Rose Nogueira a reencontrará no julgamento em que ela seria absolvida, nove anos depois na Auditoria Militar em São Paulo, como repórter do Jornal Nacional da Rede Globo.
O reencontro a emociona até hoje. “Eu fui cobrir o julgamento da Madre, e a primeira coisa que ela me disse, quando me viu, foi: ‘E o nenê, como é que vai?’. Isso é inesquecível. Eu tenho a Madre Maurina para sempre no meu coração”, enfatiza.
A prisão e torturas sofridas pela freira também geraram a solidariedade da Igreja Católica em sua defesa.
O então bispo de Ribeirão Preto, D. Felício da Cunha, excomungou os delegados da cidade, Renato Ribeiro Soares e Miguel Lamano, pela participação nas torturas contra Madre Maurina.

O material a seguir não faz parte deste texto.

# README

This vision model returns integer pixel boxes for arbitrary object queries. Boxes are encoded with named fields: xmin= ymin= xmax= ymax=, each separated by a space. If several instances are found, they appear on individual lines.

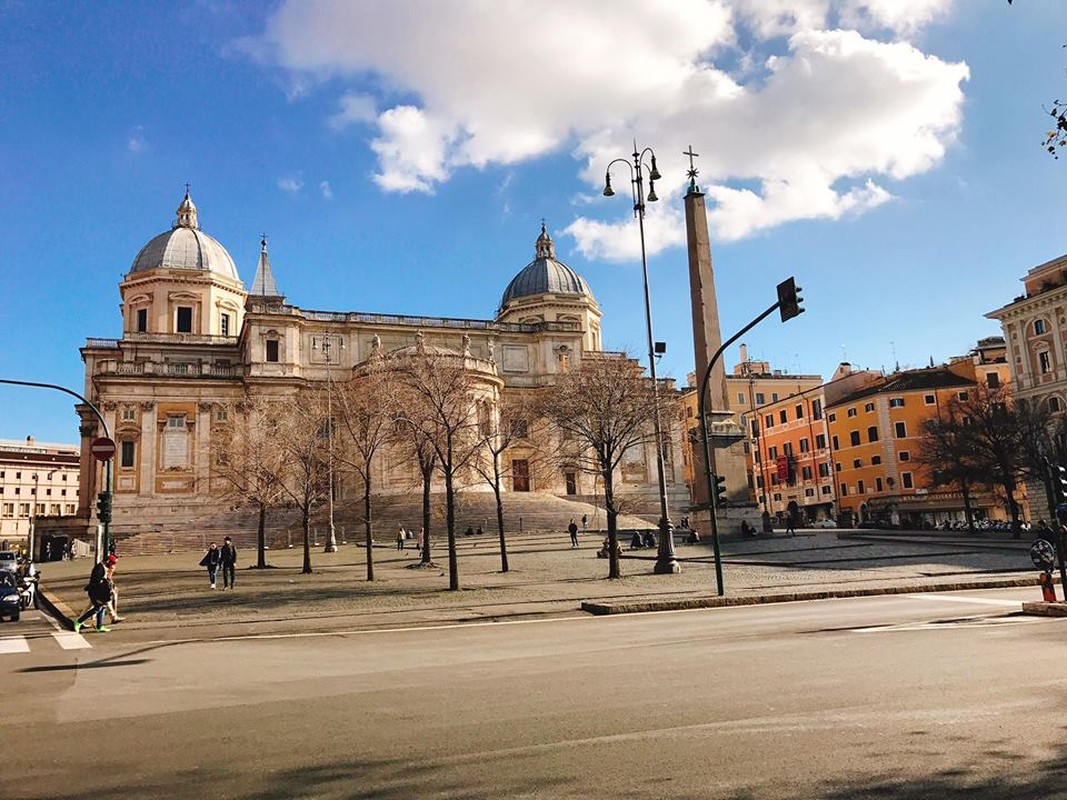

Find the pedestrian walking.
xmin=219 ymin=537 xmax=237 ymax=589
xmin=74 ymin=561 xmax=111 ymax=634
xmin=103 ymin=553 xmax=123 ymax=622
xmin=201 ymin=542 xmax=220 ymax=589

D. Paulo Evaristo Arns também se envolveu pessoalmente para tentar amenizar o sofrimento da freira.
De acordo com relatos no documentário, foi a partir desse episódio que o arcebispo de São Paulo passou a defender os presos políticos da ditadura militar.
Assista a seguir trailer da película produzida pela Kauzare Filmes.
Serviço
Onde: Cine LT3, rua Apinajés, 135A, Perdizes, zona oeste da capital paulista
Quando: até domingo, 14, sempre às 18h
Quanto: R$ 12
As próximas cidades do Estado de São Paulo onde o filme será exibido são: Taquaritinga (16 de abril – E. E. Taquaritinga), Ribeirão Preto (24 de abril – Caium e E.E. Prof. Otoniel), São Sebastião (25 de abril – Circo Navegador), Campinas (8 de maio – IFSP, 14 de maio – Cineclube Terracota e 19 de maio – MIS) e Americana (8 de maio – Cineclube Estação Unisal).